General-relativistic resistive magnetohydrodynamics in three dimensions: Formulation and tests

TL;DR

This paper introduces a robust numerical implementation of general-relativistic resistive MHD in three dimensions, capable of handling a wide range of conductivities and tested through various astrophysical scenarios including star collapse.

Contribution

The authors develop a new numerical method using implicit-explicit Runge-Kutta schemes for resistive MHD in general relativity, demonstrating its robustness and accuracy across multiple tests and astrophysical applications.

Findings

Implementation recovers ideal-MHD limit at high conductivities.

Code accurately describes a wide conductivity range.

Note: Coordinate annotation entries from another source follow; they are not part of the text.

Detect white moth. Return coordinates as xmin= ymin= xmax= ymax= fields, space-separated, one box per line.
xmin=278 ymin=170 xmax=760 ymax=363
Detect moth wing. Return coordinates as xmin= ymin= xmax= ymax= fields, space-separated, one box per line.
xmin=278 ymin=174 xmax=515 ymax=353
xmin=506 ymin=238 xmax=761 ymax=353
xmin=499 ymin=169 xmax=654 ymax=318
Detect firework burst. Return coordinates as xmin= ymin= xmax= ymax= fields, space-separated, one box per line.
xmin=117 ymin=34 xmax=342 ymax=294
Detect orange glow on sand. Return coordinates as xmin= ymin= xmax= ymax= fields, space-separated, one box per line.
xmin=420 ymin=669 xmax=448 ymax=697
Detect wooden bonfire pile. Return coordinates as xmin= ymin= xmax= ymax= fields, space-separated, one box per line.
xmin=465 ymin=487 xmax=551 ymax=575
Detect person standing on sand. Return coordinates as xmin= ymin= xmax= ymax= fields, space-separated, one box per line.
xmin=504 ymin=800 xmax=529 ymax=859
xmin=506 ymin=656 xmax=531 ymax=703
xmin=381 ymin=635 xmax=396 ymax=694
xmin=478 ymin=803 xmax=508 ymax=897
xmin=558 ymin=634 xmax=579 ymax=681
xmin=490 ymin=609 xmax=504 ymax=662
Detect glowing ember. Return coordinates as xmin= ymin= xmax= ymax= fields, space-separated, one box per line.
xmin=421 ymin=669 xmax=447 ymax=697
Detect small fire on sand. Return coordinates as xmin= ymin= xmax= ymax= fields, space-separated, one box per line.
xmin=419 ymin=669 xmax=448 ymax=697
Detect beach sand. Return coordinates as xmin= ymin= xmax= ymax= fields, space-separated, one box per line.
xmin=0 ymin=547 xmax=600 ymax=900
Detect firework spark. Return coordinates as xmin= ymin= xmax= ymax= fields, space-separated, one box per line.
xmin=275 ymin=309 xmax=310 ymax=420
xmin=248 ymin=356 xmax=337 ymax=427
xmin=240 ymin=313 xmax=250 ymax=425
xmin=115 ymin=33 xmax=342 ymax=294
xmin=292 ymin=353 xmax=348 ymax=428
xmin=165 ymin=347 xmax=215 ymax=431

Results on star collapse match perturbative studies within acceptable errors.

Abstract

We present a new numerical implementation of the general-relativistic resistive magnetohydrodynamics (MHD) equations within the Whisky code. The numerical method adopted exploits the properties of implicit-explicit Runge-Kutta numerical schemes to treat the stiff terms that appear in the equations for large electrical conductivities. Using tests in one, two, and three dimensions, we show that our implementation is robust and recovers the ideal-MHD limit in regimes of very high conductivity. Moreover, the results illustrate that the code is capable of describing scenarios in a very wide range of conductivities. In addition to tests in flat spacetime, we report simulations of magnetized nonrotating relativistic stars, both in the Cowling approximation and in dynamical spacetimes. Finally, because of its astrophysical relevance and because it provides a severe testbed for general-relativistic codes with dynamical electromagnetic fields, we study the collapse of a nonrotating star to a black hole. We show that also in this case our results on the quasinormal mode frequencies of the excited electromagnetic fields in the Schwarzschild background agree with the perturbative studies within 0.7% and 5.6% for the real and the imaginary part of the l=1 mode eigenfrequency, respectively. Finally we provide an estimate of the electromagnetic efficiency of this process.